僅かでも緊張感を途切れさせたことに、内心顔が青くなる。
「可愛らしい意匠に、つい目が引き寄せられましたの」
「マリア様もそうお思いになられます? 良かった、嬉しいわ。私の妹なんて子供っぽいと意地悪を言いますけれど、大事なお気に入りですの」
そう言って、嬉しそうにドロテアは古びてくすんだ色合いになった薄い緑の裁縫箱を引き寄せる。
何処かで見たような既視感を覚える裁縫箱は、正直に言えばマリアの好みでは無かった。色取り取りの花が描かれた側面、そこに紛れて描かれる可愛らしい笑顔を振りまく妖精達は成人した貴族女性が持つには些か不似合いというか。
「使い込まれたご様子からすると、随分と幼い頃から刺繍を?」
「普通よりは針を持たされる時期は早かったと思いますわ。でも、この裁縫箱が少し古いのは元は母のものだからなの。母が子供時代に中央大陸から伝わった童話が題材で」
蓋を開けると、内蓋に身長と同じくらいの長い針と、樽のような糸巻きを抱えた妖精が描かれていた。その微笑みを、やはりマリアは何処かで見たような気がした。

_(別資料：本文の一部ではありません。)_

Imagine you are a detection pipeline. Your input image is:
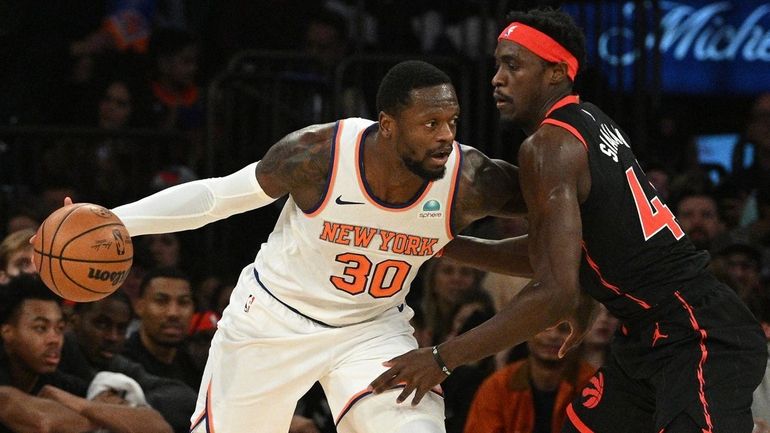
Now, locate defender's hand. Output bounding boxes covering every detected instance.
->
[559,290,599,358]
[370,348,447,406]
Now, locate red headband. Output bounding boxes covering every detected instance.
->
[497,22,578,81]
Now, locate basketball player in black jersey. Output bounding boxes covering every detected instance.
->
[372,6,767,433]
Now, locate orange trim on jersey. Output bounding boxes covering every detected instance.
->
[355,128,433,212]
[567,403,594,433]
[674,290,714,433]
[302,120,345,218]
[190,379,214,433]
[439,141,463,238]
[581,242,651,310]
[206,380,216,433]
[545,95,580,117]
[540,119,588,152]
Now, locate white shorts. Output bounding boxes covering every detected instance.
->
[191,266,444,433]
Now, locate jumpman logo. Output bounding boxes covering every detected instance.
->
[652,322,668,347]
[583,371,604,409]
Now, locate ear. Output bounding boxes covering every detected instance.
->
[378,111,396,138]
[67,313,81,329]
[548,62,569,84]
[0,323,13,342]
[133,297,146,317]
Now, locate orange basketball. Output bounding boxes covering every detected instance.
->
[34,203,134,302]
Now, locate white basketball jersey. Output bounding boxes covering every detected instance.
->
[254,118,462,326]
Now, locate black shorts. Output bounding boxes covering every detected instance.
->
[562,283,767,433]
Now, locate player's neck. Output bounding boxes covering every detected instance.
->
[523,88,572,136]
[139,328,176,364]
[362,132,425,203]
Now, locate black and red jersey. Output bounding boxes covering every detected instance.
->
[543,95,709,320]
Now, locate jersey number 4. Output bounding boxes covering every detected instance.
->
[329,253,412,298]
[626,167,684,241]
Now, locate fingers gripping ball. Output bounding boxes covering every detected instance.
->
[34,203,134,302]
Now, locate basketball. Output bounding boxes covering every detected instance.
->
[34,203,134,302]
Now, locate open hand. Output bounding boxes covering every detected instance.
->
[559,290,599,358]
[370,347,447,406]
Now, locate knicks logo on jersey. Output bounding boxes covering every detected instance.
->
[599,123,631,162]
[319,221,438,256]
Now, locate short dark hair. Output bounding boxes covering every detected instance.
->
[73,291,133,314]
[377,60,452,115]
[139,267,191,297]
[506,7,586,79]
[0,274,59,324]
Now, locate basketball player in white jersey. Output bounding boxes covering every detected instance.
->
[90,61,531,433]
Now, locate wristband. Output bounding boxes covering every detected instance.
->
[432,345,452,376]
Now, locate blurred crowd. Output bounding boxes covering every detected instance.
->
[0,0,770,433]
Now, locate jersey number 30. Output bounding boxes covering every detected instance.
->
[329,253,412,298]
[626,167,684,241]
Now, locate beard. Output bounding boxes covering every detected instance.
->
[401,156,446,182]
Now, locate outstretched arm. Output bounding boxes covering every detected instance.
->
[40,385,172,433]
[0,386,95,433]
[113,124,332,236]
[372,126,590,404]
[444,235,533,278]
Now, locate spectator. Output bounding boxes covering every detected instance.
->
[422,257,484,344]
[124,268,202,389]
[59,293,197,433]
[465,324,596,433]
[70,0,157,57]
[92,78,152,207]
[746,290,770,433]
[5,204,40,234]
[143,233,182,268]
[150,28,205,170]
[0,229,35,284]
[441,290,495,433]
[0,275,171,433]
[581,304,620,369]
[733,93,770,191]
[674,192,725,250]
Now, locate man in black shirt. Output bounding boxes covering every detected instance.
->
[59,292,197,433]
[372,6,767,433]
[0,275,171,433]
[123,268,202,390]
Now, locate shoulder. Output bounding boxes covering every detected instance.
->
[265,122,336,166]
[519,124,588,180]
[256,123,336,196]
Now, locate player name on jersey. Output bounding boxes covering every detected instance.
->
[319,221,438,256]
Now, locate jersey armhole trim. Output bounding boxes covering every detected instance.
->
[445,141,463,240]
[540,119,588,152]
[302,120,345,217]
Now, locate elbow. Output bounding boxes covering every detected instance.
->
[542,278,580,318]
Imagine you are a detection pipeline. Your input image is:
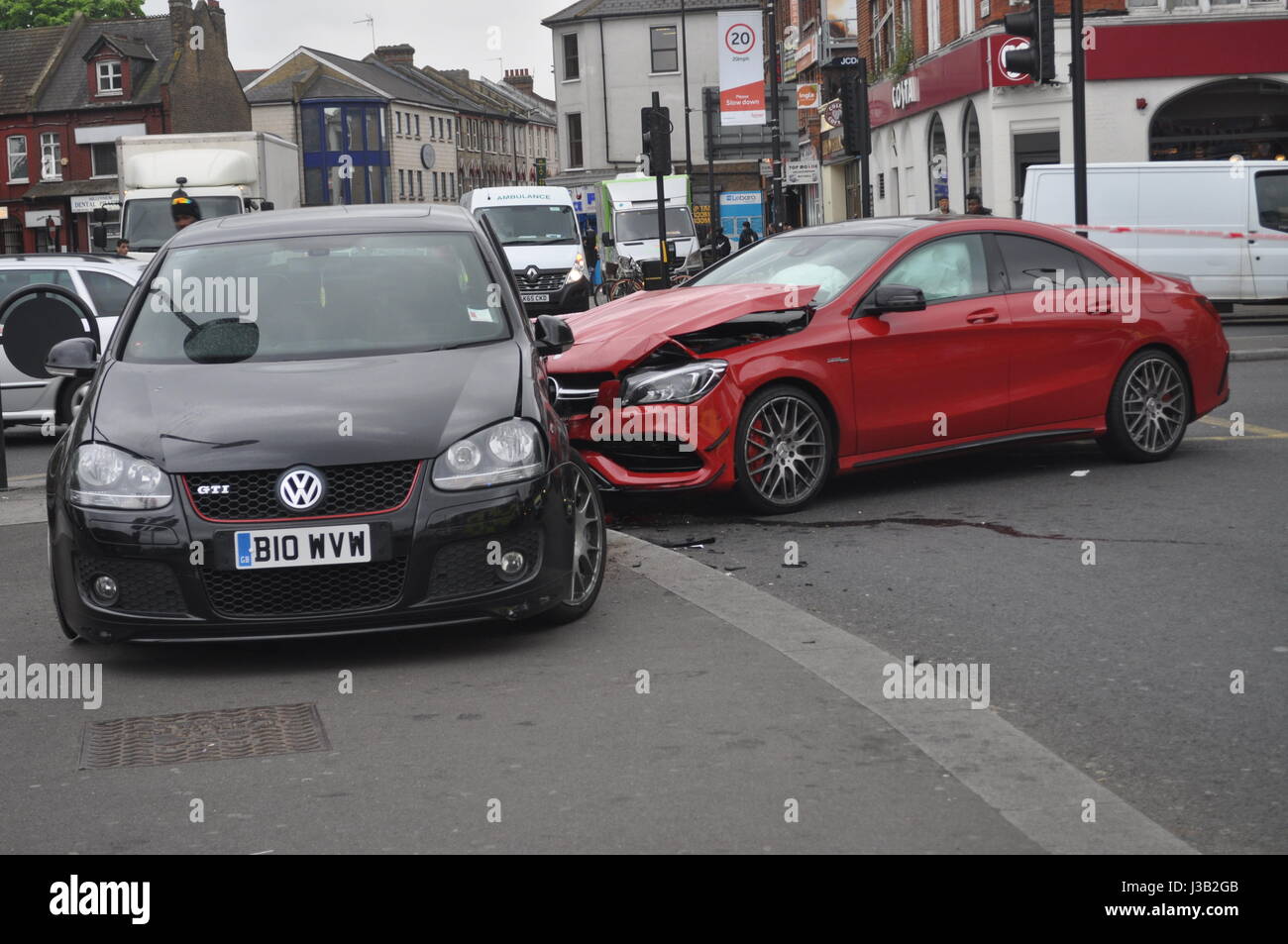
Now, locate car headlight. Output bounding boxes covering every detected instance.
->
[68,443,174,510]
[622,361,729,406]
[434,417,546,492]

「針子の妖精ですわ。小さい子供が針仕事を覚えようと四苦八苦しているとやって来て、手伝ってくれる」
きっと大事な思い出があるのだろう。ドロテアは優しい眼差しでその妖精を見つめていた。
「そうですわね、わたくしも糸が縺れて絡まってしまう度にお手伝いに来てくださらないかと夢想しました、わ」
ふっと口から出た言葉にマリアはぎょっとして最後が乱れた。
これは一体何なのか。
懐かしい? 悲しい?
「まあ、ご存知でしたの?」
「いえ、はっきり思い出したわけではないのですけれど、子供の頃誰かに聞いたような気がしますわ」
急に胸に溢れた、説明のつかない感情に内心で動揺しながら、当たり障りなく会話を続ける。

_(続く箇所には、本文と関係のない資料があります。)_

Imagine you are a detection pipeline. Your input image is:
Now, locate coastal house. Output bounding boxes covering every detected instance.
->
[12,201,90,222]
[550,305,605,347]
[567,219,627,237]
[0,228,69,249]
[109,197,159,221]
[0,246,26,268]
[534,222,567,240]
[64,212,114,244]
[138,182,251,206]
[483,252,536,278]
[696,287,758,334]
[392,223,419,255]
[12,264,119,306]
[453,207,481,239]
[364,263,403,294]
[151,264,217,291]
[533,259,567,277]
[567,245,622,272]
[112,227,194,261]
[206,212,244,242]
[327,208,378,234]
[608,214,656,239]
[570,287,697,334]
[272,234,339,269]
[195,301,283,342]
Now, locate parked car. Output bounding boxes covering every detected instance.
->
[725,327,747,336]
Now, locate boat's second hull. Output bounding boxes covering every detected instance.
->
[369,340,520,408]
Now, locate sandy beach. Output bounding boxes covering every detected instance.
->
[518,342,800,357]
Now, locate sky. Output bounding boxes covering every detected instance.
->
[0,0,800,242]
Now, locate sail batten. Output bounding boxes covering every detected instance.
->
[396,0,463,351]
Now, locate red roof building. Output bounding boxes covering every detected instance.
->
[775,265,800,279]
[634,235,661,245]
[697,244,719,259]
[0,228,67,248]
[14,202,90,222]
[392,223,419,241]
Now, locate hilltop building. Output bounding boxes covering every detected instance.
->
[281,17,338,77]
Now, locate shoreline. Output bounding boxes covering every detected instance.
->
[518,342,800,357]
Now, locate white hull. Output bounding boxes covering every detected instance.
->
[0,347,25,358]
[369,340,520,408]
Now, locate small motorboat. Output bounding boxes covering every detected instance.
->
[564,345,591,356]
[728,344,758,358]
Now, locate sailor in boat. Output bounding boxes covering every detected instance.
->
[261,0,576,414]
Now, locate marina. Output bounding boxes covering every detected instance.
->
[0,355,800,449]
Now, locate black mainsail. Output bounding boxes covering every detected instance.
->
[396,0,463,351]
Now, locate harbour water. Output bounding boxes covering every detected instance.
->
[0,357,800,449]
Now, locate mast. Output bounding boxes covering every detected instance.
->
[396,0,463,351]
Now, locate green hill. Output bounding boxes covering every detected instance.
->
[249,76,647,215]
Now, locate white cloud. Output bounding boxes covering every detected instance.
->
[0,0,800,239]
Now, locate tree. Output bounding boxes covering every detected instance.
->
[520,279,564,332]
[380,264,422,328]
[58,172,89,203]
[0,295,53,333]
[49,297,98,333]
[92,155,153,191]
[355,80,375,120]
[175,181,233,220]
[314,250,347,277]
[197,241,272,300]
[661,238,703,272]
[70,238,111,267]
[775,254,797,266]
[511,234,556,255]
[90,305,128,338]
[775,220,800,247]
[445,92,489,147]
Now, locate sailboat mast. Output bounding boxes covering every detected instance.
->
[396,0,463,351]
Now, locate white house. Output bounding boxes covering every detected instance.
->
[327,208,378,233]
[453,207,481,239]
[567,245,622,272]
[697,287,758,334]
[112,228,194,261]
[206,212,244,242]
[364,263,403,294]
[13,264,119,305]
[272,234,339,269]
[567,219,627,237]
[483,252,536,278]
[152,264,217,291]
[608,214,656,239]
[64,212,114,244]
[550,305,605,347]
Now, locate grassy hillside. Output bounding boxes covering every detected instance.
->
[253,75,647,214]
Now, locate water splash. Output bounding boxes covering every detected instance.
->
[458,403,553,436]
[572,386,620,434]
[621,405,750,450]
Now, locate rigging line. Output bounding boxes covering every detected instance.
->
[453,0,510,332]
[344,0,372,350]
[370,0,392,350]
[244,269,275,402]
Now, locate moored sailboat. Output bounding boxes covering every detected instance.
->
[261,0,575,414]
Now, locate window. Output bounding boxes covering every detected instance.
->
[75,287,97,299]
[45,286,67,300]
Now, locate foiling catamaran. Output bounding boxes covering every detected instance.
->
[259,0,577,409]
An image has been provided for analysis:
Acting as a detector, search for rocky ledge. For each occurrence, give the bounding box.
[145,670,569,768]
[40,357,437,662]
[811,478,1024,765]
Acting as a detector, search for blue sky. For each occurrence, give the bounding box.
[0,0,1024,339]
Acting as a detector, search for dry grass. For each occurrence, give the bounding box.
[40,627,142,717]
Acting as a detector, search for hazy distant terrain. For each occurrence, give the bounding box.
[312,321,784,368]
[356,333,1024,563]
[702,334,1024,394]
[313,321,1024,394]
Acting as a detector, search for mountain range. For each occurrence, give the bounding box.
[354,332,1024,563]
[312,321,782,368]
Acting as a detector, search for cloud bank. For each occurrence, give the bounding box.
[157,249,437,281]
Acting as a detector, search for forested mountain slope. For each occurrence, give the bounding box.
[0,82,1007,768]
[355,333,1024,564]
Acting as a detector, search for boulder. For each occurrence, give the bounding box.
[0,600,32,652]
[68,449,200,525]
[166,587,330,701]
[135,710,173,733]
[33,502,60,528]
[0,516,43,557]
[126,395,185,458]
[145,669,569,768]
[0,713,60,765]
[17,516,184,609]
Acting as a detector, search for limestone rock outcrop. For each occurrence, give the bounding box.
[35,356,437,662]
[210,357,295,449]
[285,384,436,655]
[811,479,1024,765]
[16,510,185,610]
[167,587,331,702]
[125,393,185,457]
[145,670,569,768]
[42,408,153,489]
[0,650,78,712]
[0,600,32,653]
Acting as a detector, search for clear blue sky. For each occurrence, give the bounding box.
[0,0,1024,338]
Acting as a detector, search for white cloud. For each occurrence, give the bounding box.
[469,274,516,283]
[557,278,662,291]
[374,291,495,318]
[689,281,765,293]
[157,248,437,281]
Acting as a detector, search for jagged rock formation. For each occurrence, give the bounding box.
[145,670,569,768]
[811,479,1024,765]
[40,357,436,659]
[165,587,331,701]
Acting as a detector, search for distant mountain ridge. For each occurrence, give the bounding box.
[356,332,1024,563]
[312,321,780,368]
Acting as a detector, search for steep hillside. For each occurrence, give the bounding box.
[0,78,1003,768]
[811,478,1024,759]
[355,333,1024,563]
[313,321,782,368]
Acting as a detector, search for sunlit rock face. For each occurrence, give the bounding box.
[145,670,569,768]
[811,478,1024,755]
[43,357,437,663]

「きっとマリア様も針仕事を習い始めた頃に、お聞きになったのじゃないかしら? それなら随分と幼い頃ですもの、よく覚えていらっしゃらなくても無理ないわ」
マリアの動揺を察してか、取り成すようにドロテアが言う。気を使わせてしまった事に、慌ててマリアは気を取り直した。
「そうですわね。なんだか急に懐かしいような思いが溢れて、自分でも驚いてしまいましたわ」
そう会話を締めくくって、マリアは微笑んだ。
伝統的な花嫁衣装は、デビュタントが着る襞を多用した古代風ドレスの上に、刺繍で埋め尽くしたワンピースを重ね着する。そして円筒型の帽子被る。

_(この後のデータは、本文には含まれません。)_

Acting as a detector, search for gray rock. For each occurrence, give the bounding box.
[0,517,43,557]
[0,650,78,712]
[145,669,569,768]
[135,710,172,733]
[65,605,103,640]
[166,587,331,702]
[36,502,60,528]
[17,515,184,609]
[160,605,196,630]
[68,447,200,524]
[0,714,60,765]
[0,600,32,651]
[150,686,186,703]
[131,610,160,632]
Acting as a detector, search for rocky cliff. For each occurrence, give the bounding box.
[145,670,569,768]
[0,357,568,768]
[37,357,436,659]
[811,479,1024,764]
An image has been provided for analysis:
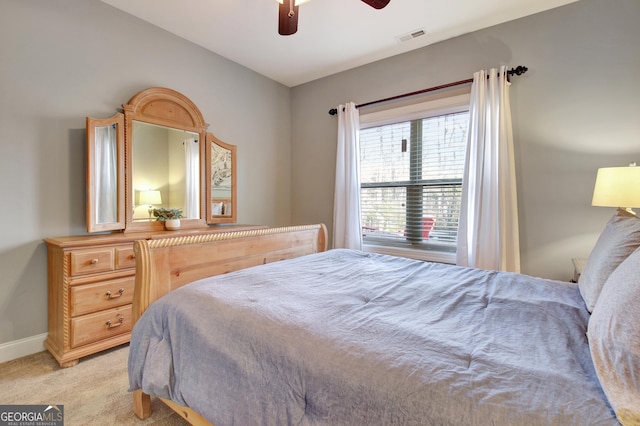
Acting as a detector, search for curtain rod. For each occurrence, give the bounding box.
[329,65,529,115]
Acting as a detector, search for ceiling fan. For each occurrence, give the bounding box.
[278,0,391,35]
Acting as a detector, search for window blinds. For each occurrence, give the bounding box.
[360,111,469,248]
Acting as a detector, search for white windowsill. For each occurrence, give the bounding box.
[362,244,456,265]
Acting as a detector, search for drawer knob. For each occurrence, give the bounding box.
[107,317,124,328]
[107,288,124,300]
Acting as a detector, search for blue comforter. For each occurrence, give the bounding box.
[129,250,618,426]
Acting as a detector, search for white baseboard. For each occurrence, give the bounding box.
[0,333,47,363]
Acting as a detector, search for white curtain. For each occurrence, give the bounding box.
[333,102,362,250]
[184,138,200,219]
[457,66,520,272]
[95,126,118,223]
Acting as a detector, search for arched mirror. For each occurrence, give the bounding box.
[87,87,237,232]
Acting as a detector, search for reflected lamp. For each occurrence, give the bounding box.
[591,163,640,214]
[139,190,162,219]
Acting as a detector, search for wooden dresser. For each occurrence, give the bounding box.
[45,225,265,367]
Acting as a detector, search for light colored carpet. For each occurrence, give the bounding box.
[0,345,188,426]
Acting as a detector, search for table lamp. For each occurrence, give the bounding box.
[139,189,162,219]
[591,163,640,214]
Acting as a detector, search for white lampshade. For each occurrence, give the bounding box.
[591,164,640,209]
[139,190,162,206]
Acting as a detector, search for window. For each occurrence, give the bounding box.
[360,96,469,262]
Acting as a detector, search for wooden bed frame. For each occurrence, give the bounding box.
[132,224,327,425]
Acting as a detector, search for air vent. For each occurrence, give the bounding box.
[396,28,427,43]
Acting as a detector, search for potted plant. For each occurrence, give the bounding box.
[153,207,182,231]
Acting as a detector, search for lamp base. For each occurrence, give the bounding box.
[620,207,638,216]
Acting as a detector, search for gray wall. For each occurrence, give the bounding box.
[0,0,291,344]
[291,0,640,280]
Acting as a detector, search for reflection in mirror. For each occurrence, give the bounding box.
[129,120,200,222]
[205,133,238,224]
[211,142,233,216]
[87,114,124,232]
[95,124,118,225]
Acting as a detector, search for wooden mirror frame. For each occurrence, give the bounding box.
[86,87,237,233]
[122,87,209,232]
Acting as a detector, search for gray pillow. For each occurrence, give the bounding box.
[587,245,640,425]
[578,209,640,312]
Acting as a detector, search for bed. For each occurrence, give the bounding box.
[129,219,640,426]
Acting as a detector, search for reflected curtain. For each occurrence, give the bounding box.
[333,102,362,250]
[95,126,118,223]
[457,66,520,272]
[184,138,200,219]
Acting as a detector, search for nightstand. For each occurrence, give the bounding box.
[571,257,587,283]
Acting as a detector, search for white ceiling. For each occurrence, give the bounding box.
[102,0,577,87]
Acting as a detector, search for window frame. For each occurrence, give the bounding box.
[360,92,471,264]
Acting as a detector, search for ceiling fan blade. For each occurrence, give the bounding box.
[278,0,298,35]
[362,0,391,9]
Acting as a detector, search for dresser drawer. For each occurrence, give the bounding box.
[116,244,136,269]
[69,276,136,317]
[70,248,115,276]
[71,305,131,348]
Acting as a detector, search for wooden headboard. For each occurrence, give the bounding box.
[132,224,327,323]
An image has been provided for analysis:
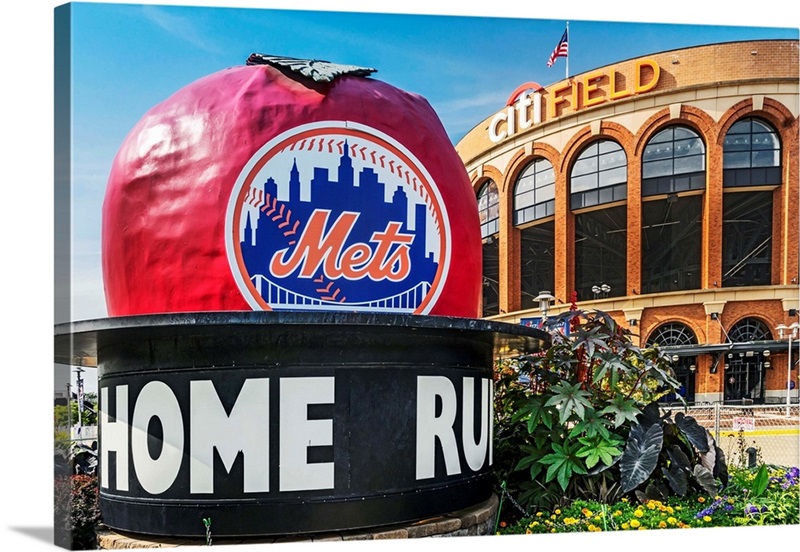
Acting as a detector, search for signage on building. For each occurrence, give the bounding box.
[488,59,661,143]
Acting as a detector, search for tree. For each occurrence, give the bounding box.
[495,309,680,508]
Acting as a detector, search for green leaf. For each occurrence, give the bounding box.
[576,437,623,469]
[600,395,639,428]
[675,412,709,452]
[752,464,769,498]
[569,408,611,439]
[545,382,592,424]
[541,443,586,491]
[520,395,553,433]
[692,464,719,496]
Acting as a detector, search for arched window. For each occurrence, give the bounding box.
[722,117,781,287]
[570,140,628,300]
[641,125,706,293]
[642,125,706,197]
[723,317,772,404]
[728,317,772,343]
[514,159,556,226]
[478,180,500,238]
[647,322,697,403]
[570,140,628,210]
[722,117,781,188]
[478,180,500,316]
[722,190,772,287]
[514,159,555,309]
[647,322,697,347]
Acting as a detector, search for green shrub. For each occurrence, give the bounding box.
[494,310,679,514]
[54,475,100,550]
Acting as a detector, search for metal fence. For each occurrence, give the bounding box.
[664,403,800,467]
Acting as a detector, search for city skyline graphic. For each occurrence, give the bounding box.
[231,136,439,313]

花嫁が幸福になるように神への祈りを込めて刺繍する、その一部をマリアも頼まれた。より沢山の人の手が入っているほど、花嫁は幸福になると信じられている。
代々付け足されて受け継がれる様式なので、刺繍は裾に帯状に足されていく。
八割がた完成した帯の未完成部分の下絵に従って、マリアは丁寧に刺繍を刺す。ドロテアはマリアの向かいで帽子の刺繍の仕上げに入っていた。
「地はシルクではないのですね。麻、なのかしら」
「ええ、亜麻ですわ。最初の花嫁刺繍の地が亜麻だったので、それに合わせて。でもそれだけではなくて、シルクの薄い生地は劣化しやすいから。密に織られた絨毯ならともかく、シルクは水にも太陽の光にも弱いでしょう?」
「修復も難しいということかしら」
「そうですわね、今のシルク地ならともかく、ご先祖様がたが渡って来られた当時のものはどんなに保管に気を使っていたとしても、触ったら崩れてしまうような脆さのものばかりですわ」
「でも、刺繍糸はシルクなんですのね」
「ふふ、騙されましたわね」
「違いますの?」
「特別な綿なのですわ。まだ生産量が少なくてほとんど市場には出回っておりませんけれど、シルクに似た光沢の出る種類ですの。それでいてシルクより強くて扱いも楽。長く受け継ぐものですもの、いずれ修復するにせよ丈夫な方がありがたいに決まってますわ」
ドロテアの堂々とした物言いに、マリアは思わず刺繍の手を止めた。
「昔と同じものを何でもかんでもというわけでは無いのですね」
「もちろん、古いものをその時代に合わせて修復する時はそのようにこだわりますけれど。実際のところ、その当時に使われたものでは無い素材で時代衣装を再現することの方が多いんですの」
「修復ではなく、再現?」
「ええ、何事にも習熟するには練習が欠かせませんでしょう。その練習台の筆頭が舞台衣装ですわ。それから古い家具に合わせて寝具やカーテンを新調したいだとか、本物を損なうのを恐れて複製を作っておく方も結構いらっしゃいますのよ。そういった場合あくまでも実用を目的に作られますから、見た目で分からなければ丈夫な方が都合が良いのです」
「なるほど、仰る通りですわね」
マリアは刺繍を再開しながら、これは認識を改めねばならないと思った。
社交界に出るようになって出会った年の近い令嬢や夫人達は、跡取りに嫁いで夫を支える教育を受けてきたからか話がまるで合わなかった。いや、話を合わせることは出来たが、実のある話はできていない。もしかしたら、一歩踏み込んだ関係になればまた違うのかもしれないが。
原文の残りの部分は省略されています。